If you have questions for me, you can memail me. I've been working on learning this, just getting started learning to write themes, so I'm getting into thing a bit deeper than many.

Also, so I can put my hornblowing at the end, if you use Twitter Tools, I wrote a quick setup for it, based on mistakes I made, and I'll cheerfully point you at it if you like, when you get to that point.
posted by mephron at 2:59 AM on December 22, 2010


Response by poster: Thanks mephron! I am on a Mac too, and if I go the Wordpress route, I'll definitely memailing you to find out more about the Twitter Tools and setup pitfalls to avoid.
posted by iamkimiam at 3:10 AM on December 22, 2010


Response by poster: Also, this might be a weird question, but is the front-end of the back-end (hokey-pokey, anyone?) the same on Wordpress.org? In other words, will the non-admin authors more or less be using the same posting interface that they're already used to?
posted by iamkimiam at 3:11 AM on December 22, 2010


It's the exact same interface.

Do a local install in order to convince yourself.
posted by XiBe at 3:15 AM on December 22, 2010


Best answer: What XiBe said. Exactly the same (but modifiable by plugins along the way).

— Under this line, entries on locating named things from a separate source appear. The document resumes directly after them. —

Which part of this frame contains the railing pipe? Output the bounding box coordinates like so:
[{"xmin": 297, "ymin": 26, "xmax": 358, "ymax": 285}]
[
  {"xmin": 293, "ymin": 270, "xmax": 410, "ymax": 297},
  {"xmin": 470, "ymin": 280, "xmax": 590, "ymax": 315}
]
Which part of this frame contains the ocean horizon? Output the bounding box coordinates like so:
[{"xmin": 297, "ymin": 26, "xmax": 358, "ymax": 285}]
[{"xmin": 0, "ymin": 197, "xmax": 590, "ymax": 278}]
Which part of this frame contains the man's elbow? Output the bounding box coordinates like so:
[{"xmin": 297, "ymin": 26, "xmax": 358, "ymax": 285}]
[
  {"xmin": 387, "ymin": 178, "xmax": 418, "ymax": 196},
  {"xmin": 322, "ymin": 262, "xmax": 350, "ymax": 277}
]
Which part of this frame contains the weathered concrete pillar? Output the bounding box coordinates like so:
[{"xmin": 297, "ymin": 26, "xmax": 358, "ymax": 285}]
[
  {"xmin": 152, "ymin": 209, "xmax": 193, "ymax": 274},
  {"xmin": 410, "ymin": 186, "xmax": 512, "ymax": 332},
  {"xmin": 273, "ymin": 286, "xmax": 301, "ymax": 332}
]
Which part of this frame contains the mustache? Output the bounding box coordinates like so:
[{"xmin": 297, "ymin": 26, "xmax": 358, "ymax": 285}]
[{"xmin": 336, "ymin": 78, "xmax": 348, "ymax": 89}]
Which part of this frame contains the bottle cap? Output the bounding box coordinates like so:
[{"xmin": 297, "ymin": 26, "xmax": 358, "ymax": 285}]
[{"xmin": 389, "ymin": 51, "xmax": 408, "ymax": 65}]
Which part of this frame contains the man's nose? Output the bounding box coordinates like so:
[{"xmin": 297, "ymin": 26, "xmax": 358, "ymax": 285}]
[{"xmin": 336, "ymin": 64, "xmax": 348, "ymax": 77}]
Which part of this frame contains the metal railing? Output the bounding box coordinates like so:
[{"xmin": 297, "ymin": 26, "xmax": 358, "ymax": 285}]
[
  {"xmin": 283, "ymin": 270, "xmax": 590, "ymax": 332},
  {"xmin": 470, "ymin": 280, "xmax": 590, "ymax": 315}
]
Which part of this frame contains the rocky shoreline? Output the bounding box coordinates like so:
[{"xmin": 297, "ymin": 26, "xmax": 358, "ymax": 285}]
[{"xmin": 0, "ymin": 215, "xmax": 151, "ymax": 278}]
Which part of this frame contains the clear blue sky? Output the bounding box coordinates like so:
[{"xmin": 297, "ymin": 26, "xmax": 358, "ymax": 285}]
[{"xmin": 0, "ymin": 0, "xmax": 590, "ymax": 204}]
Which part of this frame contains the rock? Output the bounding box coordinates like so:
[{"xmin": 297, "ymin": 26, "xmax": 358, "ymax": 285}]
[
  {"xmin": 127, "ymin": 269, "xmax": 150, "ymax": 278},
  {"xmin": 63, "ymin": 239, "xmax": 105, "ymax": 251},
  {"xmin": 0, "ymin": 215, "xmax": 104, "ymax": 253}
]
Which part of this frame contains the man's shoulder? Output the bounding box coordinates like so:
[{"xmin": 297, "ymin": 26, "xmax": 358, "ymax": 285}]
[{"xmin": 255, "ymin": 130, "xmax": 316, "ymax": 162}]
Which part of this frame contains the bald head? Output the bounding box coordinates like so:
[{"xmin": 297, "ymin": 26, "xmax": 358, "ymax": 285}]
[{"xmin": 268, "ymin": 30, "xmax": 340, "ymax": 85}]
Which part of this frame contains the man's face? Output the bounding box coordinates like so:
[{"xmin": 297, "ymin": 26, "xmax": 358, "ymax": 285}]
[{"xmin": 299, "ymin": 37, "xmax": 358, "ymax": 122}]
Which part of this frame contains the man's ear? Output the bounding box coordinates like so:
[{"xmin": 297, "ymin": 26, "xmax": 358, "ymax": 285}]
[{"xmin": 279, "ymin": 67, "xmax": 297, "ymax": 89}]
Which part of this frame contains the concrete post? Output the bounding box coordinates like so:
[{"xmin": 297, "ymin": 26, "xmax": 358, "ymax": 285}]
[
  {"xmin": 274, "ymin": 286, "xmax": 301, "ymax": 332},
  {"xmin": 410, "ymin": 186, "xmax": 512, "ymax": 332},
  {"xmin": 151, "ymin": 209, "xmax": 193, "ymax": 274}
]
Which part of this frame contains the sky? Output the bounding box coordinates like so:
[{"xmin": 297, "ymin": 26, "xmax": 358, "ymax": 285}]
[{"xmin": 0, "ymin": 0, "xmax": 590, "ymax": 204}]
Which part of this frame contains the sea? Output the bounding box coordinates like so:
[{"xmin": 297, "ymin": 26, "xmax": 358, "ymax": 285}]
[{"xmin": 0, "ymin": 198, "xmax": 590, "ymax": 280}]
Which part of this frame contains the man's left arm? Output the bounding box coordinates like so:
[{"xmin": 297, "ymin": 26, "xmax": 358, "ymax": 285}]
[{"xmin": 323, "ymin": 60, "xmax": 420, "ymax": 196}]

You want to go to http://www.mamp.info/en/index.html and get MAMP (which is free), install, then download the WordPress 3.0.3 and put it into the htdocs folder. Run the setup and boom, done.

I like this for two reasons:

1) I can trash everything and restart from bare metal if I want
2) I hate the idea of doing things on a live site

I'm kind of getting oddly evangelical about WordPress sometimes, so please feel free to tell me to shut up if I'm getting annoying. :)
posted by mephron at 3:40 AM on December 22, 2010 [1 favorite]


You won't be sorry if you go with WP. Just be sure to keep back ups, and keep up on security releases.
posted by Blake at 4:49 AM on December 22, 2010


If you're already using WordPress, and nobody has any major problems with it, I'd say that's a really good reason in itself to stay with it. Plus the part where I'd recommend it anyway.

Plugins exist for just about everything you'd ever want to do.
posted by theichibun at 6:21 AM on December 22, 2010


I'm kind of getting oddly evangelical about WordPress sometimes, so please feel free to tell me to shut up if I'm getting annoying. :)

Seconding that. It's a phenomenally robust CMS, but it has a pretty gentle learning curve. It's a great way to learn all of this stuff. You won't regret it.
posted by thsmchnekllsfascists at 11:59 AM on December 22, 2010


Response by poster: Thanks everybody! I'm going to tackle this today and I feel confident I can do it.